Les excuses de l'Office du tourisme au gay arrêté Hier, nous révélions une situation d'homophobie concernant un jeune couple homosexuel qui s'était rendu en vacances sur les Îles Caïmans. Aaron Chandler avait été arrêté par la police à la suite d'un baiser donné à son copain dans la discothèque de l'hôtel.

La directrice de l'Office du tourisme a finalement réagi à cette interpellation par voix de communiqué.

Selon Pilar Bush, ce traitement doit être considéré comme un « indicent isolé ». Selon elle, cette situation n'est pas représentative de l'attitude de l'île.

« En tant que directrice de l'Office du tourisme des Iles Caïmans, je vous présente mes excuses à propos de votre malheureuse expérience et tiens à vous assurer que les Iles Caïmans sont un territoire accueillant pour tous », écrit Pilar Bush dans sa lettre.

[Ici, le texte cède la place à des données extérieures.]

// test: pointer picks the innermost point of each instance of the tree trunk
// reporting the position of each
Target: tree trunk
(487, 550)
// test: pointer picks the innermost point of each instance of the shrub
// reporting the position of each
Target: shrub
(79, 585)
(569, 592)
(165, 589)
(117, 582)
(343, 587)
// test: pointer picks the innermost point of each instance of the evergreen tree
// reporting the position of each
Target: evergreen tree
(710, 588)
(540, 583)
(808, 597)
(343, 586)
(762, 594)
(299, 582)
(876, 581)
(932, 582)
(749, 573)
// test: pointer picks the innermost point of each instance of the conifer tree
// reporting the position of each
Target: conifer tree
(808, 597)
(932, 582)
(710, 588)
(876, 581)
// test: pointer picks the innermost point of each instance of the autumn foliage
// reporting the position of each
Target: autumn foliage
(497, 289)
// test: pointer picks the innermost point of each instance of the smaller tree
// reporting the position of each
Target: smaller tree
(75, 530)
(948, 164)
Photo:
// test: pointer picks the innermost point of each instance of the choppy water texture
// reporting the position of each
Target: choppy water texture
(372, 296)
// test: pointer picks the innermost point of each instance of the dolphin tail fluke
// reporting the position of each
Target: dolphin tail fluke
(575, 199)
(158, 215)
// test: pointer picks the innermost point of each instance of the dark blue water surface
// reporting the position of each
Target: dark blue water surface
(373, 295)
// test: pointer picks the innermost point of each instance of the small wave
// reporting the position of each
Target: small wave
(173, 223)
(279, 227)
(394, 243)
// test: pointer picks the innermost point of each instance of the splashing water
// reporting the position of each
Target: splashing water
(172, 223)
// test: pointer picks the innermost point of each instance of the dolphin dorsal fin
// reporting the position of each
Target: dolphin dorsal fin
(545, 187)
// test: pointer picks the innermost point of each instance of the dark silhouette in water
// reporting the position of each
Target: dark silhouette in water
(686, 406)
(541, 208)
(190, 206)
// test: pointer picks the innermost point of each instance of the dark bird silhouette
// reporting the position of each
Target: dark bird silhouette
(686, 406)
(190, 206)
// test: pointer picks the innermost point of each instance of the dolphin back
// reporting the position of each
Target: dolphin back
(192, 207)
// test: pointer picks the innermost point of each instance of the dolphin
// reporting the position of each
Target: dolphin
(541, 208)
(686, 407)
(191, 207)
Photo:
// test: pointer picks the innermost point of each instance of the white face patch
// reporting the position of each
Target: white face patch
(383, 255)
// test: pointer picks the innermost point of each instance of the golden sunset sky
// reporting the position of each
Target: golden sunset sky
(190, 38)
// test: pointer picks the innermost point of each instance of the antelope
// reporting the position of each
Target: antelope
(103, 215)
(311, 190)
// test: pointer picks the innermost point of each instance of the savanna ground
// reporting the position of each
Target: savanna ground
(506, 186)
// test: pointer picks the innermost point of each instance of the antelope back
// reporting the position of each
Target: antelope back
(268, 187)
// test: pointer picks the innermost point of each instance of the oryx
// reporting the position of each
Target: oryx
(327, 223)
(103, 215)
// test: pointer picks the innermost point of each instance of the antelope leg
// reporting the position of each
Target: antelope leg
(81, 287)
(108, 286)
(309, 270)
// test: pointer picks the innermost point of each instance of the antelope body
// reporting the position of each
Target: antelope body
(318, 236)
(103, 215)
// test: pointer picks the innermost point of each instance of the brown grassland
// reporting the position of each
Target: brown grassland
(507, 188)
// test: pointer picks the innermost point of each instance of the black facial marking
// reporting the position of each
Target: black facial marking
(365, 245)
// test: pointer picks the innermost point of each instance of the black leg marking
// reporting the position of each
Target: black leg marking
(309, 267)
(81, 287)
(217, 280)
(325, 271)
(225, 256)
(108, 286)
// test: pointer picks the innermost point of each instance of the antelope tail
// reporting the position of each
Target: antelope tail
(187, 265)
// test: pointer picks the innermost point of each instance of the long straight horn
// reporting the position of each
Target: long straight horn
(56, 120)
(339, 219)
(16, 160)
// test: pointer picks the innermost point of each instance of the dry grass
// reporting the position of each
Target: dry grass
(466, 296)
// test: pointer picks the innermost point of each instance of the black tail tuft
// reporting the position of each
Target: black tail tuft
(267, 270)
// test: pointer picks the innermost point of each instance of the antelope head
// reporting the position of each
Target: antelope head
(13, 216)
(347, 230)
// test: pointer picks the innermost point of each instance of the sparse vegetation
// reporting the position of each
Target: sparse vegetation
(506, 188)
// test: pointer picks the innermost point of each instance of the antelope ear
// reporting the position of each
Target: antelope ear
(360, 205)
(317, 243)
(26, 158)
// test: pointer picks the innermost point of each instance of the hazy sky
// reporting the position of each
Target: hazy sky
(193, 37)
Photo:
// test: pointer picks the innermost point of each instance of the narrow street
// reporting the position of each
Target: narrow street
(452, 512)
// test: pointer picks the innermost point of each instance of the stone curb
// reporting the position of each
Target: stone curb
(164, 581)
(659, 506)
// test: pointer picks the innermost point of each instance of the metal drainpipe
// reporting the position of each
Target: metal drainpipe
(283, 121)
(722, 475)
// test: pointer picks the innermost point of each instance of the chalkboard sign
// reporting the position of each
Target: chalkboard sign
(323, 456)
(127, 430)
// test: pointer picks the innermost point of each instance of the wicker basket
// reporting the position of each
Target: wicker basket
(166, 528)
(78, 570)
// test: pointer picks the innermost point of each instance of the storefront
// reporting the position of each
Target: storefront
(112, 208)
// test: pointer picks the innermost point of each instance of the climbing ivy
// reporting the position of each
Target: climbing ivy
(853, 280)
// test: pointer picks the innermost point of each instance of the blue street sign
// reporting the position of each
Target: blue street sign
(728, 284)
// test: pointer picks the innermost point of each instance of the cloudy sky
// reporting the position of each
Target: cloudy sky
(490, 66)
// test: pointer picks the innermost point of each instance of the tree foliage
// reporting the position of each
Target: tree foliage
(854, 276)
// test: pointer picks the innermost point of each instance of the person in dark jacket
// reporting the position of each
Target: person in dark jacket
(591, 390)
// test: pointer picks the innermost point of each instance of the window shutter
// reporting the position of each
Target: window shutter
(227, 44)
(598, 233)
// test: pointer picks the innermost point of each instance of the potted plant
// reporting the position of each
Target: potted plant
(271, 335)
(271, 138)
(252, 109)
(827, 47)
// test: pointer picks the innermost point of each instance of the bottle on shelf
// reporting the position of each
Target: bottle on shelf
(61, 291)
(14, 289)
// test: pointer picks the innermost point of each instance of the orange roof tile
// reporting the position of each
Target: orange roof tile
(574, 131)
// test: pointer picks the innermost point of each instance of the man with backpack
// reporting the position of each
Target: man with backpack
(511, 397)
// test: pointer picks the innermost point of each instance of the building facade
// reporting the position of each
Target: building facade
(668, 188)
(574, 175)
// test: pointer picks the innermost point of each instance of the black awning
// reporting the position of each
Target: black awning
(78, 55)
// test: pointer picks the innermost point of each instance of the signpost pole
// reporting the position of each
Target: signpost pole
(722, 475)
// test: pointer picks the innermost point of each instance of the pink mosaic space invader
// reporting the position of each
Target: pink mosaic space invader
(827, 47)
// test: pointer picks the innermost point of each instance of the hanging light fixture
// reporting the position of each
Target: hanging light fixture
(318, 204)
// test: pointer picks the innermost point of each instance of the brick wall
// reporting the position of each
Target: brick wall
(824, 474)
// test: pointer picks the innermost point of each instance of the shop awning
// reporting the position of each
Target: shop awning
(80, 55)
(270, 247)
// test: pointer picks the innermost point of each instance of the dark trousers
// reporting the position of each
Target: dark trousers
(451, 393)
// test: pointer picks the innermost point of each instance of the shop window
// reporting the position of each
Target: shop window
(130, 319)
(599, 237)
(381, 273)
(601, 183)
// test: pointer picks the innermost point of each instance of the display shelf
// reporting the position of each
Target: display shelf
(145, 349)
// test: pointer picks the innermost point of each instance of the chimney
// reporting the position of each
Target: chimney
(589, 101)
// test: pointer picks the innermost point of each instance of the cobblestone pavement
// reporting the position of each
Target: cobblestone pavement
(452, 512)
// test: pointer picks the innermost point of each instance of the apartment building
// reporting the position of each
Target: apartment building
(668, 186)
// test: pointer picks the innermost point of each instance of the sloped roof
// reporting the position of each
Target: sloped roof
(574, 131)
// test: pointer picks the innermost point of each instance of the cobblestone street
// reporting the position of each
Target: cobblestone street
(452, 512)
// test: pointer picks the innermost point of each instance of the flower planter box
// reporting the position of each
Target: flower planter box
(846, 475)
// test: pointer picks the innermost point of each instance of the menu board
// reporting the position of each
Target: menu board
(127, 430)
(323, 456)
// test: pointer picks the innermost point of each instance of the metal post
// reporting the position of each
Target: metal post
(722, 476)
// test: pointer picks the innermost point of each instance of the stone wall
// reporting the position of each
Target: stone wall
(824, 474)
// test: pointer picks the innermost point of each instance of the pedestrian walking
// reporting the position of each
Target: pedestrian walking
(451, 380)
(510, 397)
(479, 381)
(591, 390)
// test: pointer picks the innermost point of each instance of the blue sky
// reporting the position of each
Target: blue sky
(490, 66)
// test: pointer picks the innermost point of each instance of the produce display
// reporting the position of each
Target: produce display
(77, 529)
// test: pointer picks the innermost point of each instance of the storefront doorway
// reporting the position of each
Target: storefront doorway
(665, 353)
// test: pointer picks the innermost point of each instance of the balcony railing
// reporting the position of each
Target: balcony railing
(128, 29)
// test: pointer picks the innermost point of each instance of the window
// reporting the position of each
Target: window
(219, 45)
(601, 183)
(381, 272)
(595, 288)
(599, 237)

« Nous savons que des centaines de gays et de lesbiennes passent chaque année leurs vacances chez nous et en sont satisfaites », affirme la directrice de l'Office du tourisme des Iles Caïmans.

Après ces excuses, Aaron Chandler s'est confié et apprécie le geste posé par Mme Bush.

Il faut dire que l'économie du tourisme des Îles Caïmans représente 70 % des ressources de l'île.